Kenapa Kode Telepon Indonesia +62, Ternyata Ini adalah Penjelasannya

JAKARTA – Kode telepon +62 untuk Indonesia memang benar banyak kita dengar kemudian bahkan menjadi semacam identitas bagi warga negara kita. Tapi, pernahkah kamu penasaran kenapa kok sanggup Indonesia menggunakan kode ini?
Kode telepon internasional ini sebenarnya diatur oleh sebuah organisasi bernama International Telecommunication Union (ITU) sebuah lembaga internasional yang dibentuk oleh Perserikatan Bangsa-Bangsa (PBB) pada tahun 1865.
ITU membagi seluruh dunia menjadi beberapa zona, juga setiap zona miliki kode awal yang tersebut berbeda-beda. Indonesia, lantaran letak geografisnya yang tersebut berdekatan dengan Oseania serta Australia, masuk ke di zona 6.
ITU berperan di mengalokasikan spektrum radio global lalu orbit satelit, dan juga mengembangkan standar teknis untuk meyakinkan konektivitas jaringan dan juga teknologi yang saling terhubung.
Seperti dilansir dari The Guardian, ITU menciptakan kode telepon pada awal 1960-an dengan membagi negara-negara ke di sembilan zona, antara lain:
Zona 1: Amerika Utara lalu Amerika Tengah
Zona 2: Afrika
Zona 3: Eropa
Zona 4: Eropa
Zona 5: Amerika Selatan
Zona 6: Oseania, Australia, kemudian lain-lain
Zona 7: Rusia
Zona 8: Asia Timur
Zona 9: Asia Barat juga Timur Tengah
Berdasarkan informasi dari laman Indonesia Baik, Indonesia terletak dalam kawasan Asia Tenggara yang dimaksud secara geografis dekat dengan Oseania kemudian Australia. Oleh akibat itu, menurut pembagian wilayah yang dimaksud dibuat oleh ITU, Indonesia masuk ke di zona 6.

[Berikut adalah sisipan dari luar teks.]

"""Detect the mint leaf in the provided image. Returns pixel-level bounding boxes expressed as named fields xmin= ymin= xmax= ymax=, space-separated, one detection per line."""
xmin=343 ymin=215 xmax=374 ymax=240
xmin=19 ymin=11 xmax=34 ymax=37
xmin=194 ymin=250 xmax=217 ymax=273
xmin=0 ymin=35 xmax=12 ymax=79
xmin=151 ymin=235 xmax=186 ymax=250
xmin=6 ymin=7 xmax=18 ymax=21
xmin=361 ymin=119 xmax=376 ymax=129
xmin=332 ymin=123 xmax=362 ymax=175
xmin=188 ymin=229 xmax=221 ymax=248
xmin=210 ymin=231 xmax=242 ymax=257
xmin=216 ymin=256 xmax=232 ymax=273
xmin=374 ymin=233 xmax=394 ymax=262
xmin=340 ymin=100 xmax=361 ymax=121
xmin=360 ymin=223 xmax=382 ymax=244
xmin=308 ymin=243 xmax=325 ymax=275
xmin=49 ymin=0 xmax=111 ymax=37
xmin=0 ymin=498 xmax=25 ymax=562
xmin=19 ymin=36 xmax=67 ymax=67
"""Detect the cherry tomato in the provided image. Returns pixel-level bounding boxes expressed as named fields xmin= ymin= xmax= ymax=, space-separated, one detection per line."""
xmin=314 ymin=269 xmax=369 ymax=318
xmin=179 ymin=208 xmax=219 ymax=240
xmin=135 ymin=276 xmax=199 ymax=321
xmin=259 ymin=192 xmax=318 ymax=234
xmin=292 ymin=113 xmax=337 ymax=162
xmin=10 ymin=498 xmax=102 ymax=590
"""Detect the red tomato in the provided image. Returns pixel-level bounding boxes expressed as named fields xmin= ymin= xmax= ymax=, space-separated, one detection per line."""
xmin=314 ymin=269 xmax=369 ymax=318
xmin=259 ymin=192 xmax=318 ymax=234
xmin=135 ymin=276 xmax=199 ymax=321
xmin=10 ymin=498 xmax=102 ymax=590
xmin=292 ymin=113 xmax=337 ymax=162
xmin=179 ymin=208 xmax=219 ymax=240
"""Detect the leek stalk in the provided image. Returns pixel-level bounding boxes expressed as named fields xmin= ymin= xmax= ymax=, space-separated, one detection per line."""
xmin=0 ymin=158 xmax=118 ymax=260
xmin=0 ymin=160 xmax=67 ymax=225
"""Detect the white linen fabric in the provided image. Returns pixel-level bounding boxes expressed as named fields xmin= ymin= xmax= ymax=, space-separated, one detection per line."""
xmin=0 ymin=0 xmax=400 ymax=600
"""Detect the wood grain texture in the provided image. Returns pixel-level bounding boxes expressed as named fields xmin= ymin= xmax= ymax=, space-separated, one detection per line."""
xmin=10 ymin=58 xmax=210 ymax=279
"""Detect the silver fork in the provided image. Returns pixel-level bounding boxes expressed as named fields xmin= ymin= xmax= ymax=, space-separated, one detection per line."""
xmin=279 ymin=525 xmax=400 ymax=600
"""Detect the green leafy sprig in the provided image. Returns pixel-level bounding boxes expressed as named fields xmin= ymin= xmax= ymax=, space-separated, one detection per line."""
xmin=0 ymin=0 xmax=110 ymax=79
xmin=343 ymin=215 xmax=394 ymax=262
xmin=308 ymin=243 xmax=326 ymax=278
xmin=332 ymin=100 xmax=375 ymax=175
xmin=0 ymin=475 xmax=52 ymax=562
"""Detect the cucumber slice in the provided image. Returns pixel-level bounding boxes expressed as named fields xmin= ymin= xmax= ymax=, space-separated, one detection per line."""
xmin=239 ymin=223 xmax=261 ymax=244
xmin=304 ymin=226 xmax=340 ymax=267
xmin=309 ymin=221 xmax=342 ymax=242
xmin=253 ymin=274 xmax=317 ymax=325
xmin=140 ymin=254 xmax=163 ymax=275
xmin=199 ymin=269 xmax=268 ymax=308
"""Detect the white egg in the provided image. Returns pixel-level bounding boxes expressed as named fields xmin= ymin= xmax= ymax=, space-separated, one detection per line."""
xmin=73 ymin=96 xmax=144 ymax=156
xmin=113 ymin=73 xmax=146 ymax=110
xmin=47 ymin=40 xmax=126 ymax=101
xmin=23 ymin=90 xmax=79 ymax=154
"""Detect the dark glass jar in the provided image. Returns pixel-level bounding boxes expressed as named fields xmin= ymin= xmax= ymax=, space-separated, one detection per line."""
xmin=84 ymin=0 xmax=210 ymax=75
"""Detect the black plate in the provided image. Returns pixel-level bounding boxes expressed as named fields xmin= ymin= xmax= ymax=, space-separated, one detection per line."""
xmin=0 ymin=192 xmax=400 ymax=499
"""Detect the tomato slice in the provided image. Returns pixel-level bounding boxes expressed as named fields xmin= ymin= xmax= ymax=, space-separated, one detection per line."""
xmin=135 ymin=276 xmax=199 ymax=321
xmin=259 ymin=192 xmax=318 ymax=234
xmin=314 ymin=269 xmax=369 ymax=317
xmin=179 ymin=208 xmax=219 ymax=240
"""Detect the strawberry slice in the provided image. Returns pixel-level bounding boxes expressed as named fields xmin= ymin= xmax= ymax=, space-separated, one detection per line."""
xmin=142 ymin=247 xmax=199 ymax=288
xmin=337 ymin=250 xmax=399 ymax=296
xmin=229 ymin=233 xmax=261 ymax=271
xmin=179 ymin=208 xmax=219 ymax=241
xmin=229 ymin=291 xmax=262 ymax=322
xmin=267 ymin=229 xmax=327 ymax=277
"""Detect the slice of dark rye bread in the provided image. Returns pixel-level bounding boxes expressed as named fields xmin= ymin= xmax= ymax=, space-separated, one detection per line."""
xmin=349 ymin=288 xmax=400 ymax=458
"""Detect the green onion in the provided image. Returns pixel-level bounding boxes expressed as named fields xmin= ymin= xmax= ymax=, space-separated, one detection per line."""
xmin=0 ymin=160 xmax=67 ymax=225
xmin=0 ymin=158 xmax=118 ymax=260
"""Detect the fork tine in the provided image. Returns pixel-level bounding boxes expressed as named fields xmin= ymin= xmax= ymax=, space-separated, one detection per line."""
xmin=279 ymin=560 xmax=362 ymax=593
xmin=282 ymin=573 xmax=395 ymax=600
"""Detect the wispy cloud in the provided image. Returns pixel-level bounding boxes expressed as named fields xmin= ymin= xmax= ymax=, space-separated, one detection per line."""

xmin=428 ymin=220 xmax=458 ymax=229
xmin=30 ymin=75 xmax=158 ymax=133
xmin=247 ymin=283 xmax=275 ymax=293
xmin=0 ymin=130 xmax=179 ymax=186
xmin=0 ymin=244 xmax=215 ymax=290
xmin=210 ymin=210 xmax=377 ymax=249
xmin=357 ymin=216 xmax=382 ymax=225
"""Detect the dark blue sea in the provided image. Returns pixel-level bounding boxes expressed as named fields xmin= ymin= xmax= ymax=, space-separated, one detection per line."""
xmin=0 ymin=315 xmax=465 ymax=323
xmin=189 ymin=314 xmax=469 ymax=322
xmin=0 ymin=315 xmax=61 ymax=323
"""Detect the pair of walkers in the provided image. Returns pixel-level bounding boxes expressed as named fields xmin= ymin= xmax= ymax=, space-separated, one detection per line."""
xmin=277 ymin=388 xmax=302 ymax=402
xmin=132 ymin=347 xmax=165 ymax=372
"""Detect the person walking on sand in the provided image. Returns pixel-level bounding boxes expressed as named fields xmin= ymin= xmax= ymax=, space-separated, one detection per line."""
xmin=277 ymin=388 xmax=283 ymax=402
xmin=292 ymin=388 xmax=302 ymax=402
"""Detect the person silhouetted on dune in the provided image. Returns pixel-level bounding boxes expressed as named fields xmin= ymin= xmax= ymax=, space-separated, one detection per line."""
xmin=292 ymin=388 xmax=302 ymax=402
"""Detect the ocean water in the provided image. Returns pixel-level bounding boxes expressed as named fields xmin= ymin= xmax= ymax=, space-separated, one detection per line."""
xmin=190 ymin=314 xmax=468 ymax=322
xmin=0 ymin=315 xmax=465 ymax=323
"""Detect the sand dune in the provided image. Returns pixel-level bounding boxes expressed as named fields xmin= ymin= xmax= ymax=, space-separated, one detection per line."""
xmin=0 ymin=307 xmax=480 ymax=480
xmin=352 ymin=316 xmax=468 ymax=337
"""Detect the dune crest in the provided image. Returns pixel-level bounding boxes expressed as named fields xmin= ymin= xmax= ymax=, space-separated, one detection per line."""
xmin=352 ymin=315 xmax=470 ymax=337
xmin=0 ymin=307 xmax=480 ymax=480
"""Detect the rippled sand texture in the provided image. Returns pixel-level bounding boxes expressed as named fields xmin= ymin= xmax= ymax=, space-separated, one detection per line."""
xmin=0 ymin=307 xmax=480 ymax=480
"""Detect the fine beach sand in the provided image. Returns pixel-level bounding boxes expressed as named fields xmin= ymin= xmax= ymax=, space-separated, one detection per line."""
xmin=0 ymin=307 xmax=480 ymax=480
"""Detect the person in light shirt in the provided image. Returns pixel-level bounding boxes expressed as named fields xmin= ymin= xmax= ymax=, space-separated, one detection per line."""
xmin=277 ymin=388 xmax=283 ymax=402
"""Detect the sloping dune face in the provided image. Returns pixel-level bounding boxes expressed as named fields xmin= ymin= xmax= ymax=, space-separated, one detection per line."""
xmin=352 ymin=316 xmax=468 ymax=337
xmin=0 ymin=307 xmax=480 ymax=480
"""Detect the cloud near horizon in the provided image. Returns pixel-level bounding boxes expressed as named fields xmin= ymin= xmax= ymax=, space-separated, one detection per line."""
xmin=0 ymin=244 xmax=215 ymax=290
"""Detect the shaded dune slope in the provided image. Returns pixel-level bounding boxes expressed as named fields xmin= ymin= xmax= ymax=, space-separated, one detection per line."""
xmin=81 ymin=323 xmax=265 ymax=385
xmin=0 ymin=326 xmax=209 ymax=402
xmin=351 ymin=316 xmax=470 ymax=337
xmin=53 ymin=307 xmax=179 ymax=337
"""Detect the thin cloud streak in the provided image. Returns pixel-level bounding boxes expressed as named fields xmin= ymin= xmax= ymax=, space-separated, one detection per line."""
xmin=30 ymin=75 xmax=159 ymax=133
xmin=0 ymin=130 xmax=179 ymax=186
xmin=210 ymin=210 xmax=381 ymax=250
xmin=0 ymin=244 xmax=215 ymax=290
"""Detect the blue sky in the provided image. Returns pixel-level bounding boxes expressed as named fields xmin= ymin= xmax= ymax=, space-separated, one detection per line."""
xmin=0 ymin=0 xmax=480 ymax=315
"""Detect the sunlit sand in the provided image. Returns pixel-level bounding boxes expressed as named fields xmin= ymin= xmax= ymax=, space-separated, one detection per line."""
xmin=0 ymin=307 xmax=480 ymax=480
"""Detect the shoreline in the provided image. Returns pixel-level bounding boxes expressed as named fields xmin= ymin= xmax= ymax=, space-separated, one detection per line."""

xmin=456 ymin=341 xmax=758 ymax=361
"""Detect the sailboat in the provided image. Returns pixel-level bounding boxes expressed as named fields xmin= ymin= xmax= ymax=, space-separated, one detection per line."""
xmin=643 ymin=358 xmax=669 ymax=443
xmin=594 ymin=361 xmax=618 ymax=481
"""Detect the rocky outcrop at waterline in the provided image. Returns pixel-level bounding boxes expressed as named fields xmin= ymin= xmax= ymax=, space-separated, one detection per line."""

Angka zona yang dimaksud kemudian digunakan sebagai digit awal kode telepon Indonesia, sedangkan bilangan 2 menunjukkan kapasitas jaringan di dalam Tanah Air. Dengan demikian, kode telepon negara Indonesia adalah +62.
Namun, untuk melakukan panggilan internasional, pengguna harus menyematkan tanda (+) dalam depan kode tersebut. Tanpa tanda ini, 62 belaka akan menjadi rangkaian hitungan biasa.